The domed cathedral Santa Maria del Fiore or the Duomo with its three tone marble and mosaics is incredible, its sheer size breathtaking. We mingled with the crowds on the Ponte Vecchio, a bridge populated with shops selling jewellery, art and souvenirs and gazed at the Fountain of Neptune. The god of the sea was suffering a damaged hand and trident from a recent act of vandalism (he has since been restored), but this was probably a trifle compared to the indignity of his fountain being used as a washbasin for laundry in the 16th century.

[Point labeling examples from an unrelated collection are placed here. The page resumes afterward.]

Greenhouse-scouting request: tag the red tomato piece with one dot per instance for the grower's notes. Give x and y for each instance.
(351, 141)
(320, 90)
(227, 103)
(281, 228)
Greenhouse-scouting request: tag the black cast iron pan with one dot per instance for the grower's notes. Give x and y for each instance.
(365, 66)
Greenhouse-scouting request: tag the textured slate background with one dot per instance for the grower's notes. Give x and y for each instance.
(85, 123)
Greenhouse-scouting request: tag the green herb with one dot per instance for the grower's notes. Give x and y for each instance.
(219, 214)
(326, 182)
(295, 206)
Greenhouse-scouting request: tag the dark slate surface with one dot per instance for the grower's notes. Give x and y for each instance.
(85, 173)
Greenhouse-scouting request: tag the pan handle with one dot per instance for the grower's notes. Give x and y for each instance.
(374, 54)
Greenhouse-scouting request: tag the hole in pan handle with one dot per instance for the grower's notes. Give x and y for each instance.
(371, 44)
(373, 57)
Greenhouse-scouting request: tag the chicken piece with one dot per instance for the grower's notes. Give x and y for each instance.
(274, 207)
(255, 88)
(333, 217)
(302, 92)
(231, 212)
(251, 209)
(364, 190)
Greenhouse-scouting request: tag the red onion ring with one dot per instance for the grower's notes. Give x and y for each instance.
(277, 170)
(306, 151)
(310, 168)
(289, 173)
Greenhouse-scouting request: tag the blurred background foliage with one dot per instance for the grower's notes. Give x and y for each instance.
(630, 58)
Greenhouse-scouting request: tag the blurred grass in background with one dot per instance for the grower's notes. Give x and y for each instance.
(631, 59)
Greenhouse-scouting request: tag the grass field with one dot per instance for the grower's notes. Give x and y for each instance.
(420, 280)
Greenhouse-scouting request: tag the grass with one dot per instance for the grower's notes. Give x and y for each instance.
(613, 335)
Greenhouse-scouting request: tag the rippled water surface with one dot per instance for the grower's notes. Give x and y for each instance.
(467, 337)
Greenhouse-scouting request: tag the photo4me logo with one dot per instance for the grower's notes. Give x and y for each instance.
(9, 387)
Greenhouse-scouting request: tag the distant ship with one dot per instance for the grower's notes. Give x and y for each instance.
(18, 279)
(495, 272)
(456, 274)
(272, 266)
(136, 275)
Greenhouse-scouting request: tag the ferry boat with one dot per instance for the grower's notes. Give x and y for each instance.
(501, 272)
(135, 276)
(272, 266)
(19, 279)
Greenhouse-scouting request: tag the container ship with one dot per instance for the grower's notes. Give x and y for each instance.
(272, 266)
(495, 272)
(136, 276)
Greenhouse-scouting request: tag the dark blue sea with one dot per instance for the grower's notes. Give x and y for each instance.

Neptune is just one of the huge marble nude statues that can be seen for free in Florence, but we joined the queue for the Galleria dell’Accademia to see the most famous of them all – Michelangelo’s David. It was amazing to stand in front of the original after spotting replicas in piazzas all around Florence. He is extraordinarily detailed, right down to the curls in his hair and the veins on the back of his hands and huge (except in the obvious area). Apparently Queen Victoria and other important ladies were spared this observation when viewing the plaster cast of David at the Victoria and Albert Museum in London. A detachable plaster fig leaf was hung on the figure using two strategically placed hooks – at least the leaf was well hung. Other interesting works at the Galleria dell’Accademia were the Prisoners, four unfinished works by Michelangelo. They show the different stages of his work, with marks from the various chisels he used. I felt sorry for them though, trapped, half-emerged from their block of marble, forgotten by their creator, never to be completed.
A spot of shopping lifted my spirits and a couple of leather coats, a wallet and a fabulous red handbag later we emerged into the rain. We spent more than anyone ever should on an umbrella from a street vendor to keep our new purchases dry. To add insult to injury it was the ugliest umbrella I had ever seen, a hideous mauve floral. The only good thing I could say about it is that kept us dry as we ended the day as we’d started it, walking the streets of Florence in the rain.